Wiki source for ReportingToAbuseIPDBWithFail2Ban


Show raw source

====== Reporting to ""AbuseIPDB.com"" with ""Fail2ban"" ======

This is a guide to integrating [[http://www.fail2ban.org|Fail2ban]] and [[http://abuseipdb.com|AbuseIPDB.com]] so that each time your system blocks an attacker, it also reports the incident to ""AbuseIPDB."" //This document is a work in progress.// In lieu of registering on this wiki, please send comments and corrections to wiki@shaunc.com.

{{{toc}}}

===Background - ""Fail2ban"" and ""AbuseIPDB""=== -----
[[http://www.fail2ban.org|Fail2ban]] is a utility that parses various system and software log files looking for signs of network abuse, and then firewalls out the offending IP addresses. It's becoming more common to crowdsource these incidents to centralized databases, so administrators can watch for patterns of abuse or pre-emptively block known malicious IPs. One of these efforts is [[http://abuseipdb.com|AbuseIPDB]], where attack information is compiled into reports [[https://www.abuseipdb.com/check/100.36.236.72|like this one]].

In this guide you'll learn how to configure ""Fail2ban"" so that it automatically reports attacks to the ""AbuseIPDB"" database. It's assumed that your system is already running ""Fail2ban.""

===Step 1: Register for ""AbuseIPDB""===-----
First, you'll need an API key from [[http://abuseipdb.com|AbuseIPDB.com]] to make any reports there. Go to their website, register for an account, and obtain an API key. If you have a large footprint (multiple servers, well-known servers, etc.) and see >1000 ""Fail2ban"" incidents per day, you probably want to register for a webmaster account, as the daily API usage limit is higher. It's free to register either way.

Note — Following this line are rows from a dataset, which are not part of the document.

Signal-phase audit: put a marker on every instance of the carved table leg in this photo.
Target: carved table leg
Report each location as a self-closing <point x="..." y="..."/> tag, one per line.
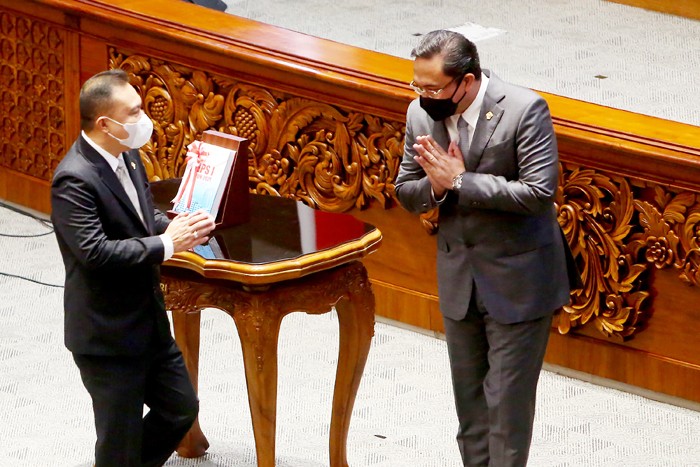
<point x="258" y="327"/>
<point x="356" y="320"/>
<point x="186" y="326"/>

===Step 2: Create ""AbuseIPDB"" action configuration ===-----
Create a new file in your ""Fail2ban"" action.d directory, for example ##/etc/fail2ban/action.d/##, and name it ##abuseipdb.conf##. You **MUST** set your API key at the end of this configuration file.

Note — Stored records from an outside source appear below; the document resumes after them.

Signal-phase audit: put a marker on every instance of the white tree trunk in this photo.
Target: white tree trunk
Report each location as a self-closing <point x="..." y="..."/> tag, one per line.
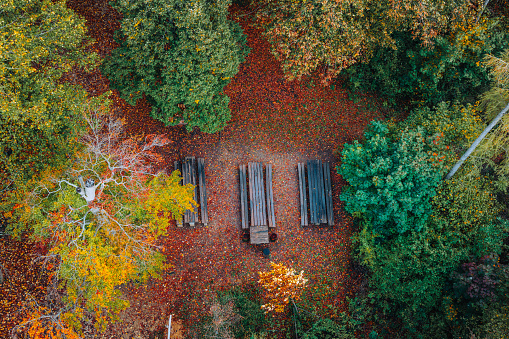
<point x="477" y="142"/>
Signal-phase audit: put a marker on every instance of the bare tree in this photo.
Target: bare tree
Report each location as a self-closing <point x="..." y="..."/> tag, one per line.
<point x="102" y="217"/>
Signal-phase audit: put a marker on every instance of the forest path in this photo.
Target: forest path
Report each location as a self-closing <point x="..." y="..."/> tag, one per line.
<point x="273" y="121"/>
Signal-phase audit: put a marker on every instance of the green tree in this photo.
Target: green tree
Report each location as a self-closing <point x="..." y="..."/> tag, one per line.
<point x="40" y="115"/>
<point x="101" y="218"/>
<point x="450" y="71"/>
<point x="307" y="34"/>
<point x="392" y="178"/>
<point x="180" y="55"/>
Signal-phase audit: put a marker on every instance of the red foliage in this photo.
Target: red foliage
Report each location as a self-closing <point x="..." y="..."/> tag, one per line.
<point x="22" y="275"/>
<point x="273" y="122"/>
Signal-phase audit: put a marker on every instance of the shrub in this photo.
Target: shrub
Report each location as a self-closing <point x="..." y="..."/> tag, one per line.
<point x="475" y="283"/>
<point x="392" y="179"/>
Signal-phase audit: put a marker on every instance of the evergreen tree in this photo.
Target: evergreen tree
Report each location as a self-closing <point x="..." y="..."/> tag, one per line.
<point x="180" y="55"/>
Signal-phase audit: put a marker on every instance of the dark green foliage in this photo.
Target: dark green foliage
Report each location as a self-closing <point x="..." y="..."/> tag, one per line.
<point x="474" y="284"/>
<point x="326" y="329"/>
<point x="180" y="55"/>
<point x="410" y="273"/>
<point x="460" y="124"/>
<point x="248" y="306"/>
<point x="449" y="71"/>
<point x="392" y="179"/>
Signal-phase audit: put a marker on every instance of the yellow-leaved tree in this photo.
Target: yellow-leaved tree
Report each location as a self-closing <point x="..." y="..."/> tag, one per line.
<point x="101" y="218"/>
<point x="281" y="285"/>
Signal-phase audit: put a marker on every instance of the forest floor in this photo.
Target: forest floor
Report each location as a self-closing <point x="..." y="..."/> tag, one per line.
<point x="274" y="122"/>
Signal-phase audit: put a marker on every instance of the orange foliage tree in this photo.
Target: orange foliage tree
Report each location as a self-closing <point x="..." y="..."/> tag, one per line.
<point x="101" y="232"/>
<point x="305" y="34"/>
<point x="281" y="284"/>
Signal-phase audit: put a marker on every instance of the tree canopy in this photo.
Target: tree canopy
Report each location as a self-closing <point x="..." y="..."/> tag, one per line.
<point x="180" y="55"/>
<point x="307" y="34"/>
<point x="39" y="114"/>
<point x="101" y="218"/>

%%# Fail2ban configuration file
#
# Action to report IP address to abuseipdb.com
# You must sign up to obtain an API key from abuseipdb.com.
#
# IMPORTANT:
#
# Reporting an IP of abuse is a serious complaint. Make sure that it is
# serious. Fail2ban developers and network owners recommend you only use this
# action for:
# * The recidive where the IP has been banned multiple times
# * Where maxretry has been set quite high, beyond the normal user typing
# password incorrectly.
# * For filters that have a low likelihood of receiving human errors
#

[Definition]

# Option: actionstart
# Notes.: command executed once at the start of Fail2Ban.
# Values: CMD
#
actionstart =

# Option: actionstop
# Notes.: command executed once at the end of Fail2Ban
# Values: CMD
#
actionstop =

# Option: actioncheck
# Notes.: command executed once before each actionban command
# Values: CMD
#
actioncheck =

# Option: actionban
# Notes.: command executed when banning an IP. Take care that the
# command is executed with Fail2Ban user rights.
#
# ** IMPORTANT! **
#
# By default, this posts directly to AbuseIPDB's API, unfortunately
# this results in a lot of backslashes/escapes appearing in the
# reports. If you have your own web server with PHP available, you can
# use my helper PHP script by commenting out the first #actionban
# line below, uncommenting the second one, and pointing the URL at
# wherever you install the helper script. For the PHP helper script, see
# <https://wiki.shaunc.com/wikka.php?wakka=ReportingToAbuseIPDBWithFail2Ban>
#
# --ciphers ecdhe_ecdsa_aes_256_sha is used to workaround a
# "NSS error -12286" from curl as it attempts to connect using
# SSLv3. See https://www.centos.org/forums/viewtopic.php?t=52732
# Tags: See jail.conf(5) man page
# Values: CMD
#
actionban = curl --fail --ciphers ecdhe_ecdsa_aes_256_sha --data 'key=<abuseipdb_apikey>' --data-urlencode 'comment=<matches>' --data 'ip=<ip>' --data 'category=<abuseipdb_category>' "https://www.abuseipdb.com/report/json"
#actionban = curl --fail --data 'key=<abuseipdb_apikey>' --data 'comment=<matches>' --data 'ip=<ip>' --data 'category=<abuseipdb_category>' "http://yoursite.example.com/abuseipdb/report-api.php"

# Option: actionunban
# Notes.: command executed when unbanning an IP. Take care that the
# command is executed with Fail2Ban user rights.
# Tags: See jail.conf(5) man page
# Values: CMD
#
actionunban =

[Init]

# Option: abuseipdb_apikey
# Notes Your API key from abuseipdb.com
# Values: STRING Default: None

abuseipdb_apikey = PUT_YOUR_API_KEY_HERE_VISIT_ABUSEIPDB_DOT_COM_TO_GET_ONE%%

=== Step 3: Edit jail.local ===-----
Edit your ##fail2ban/jail.local## file to define several new actions as below. These should go below the default action definitions (action_mw, etc.) that are already defined in the file.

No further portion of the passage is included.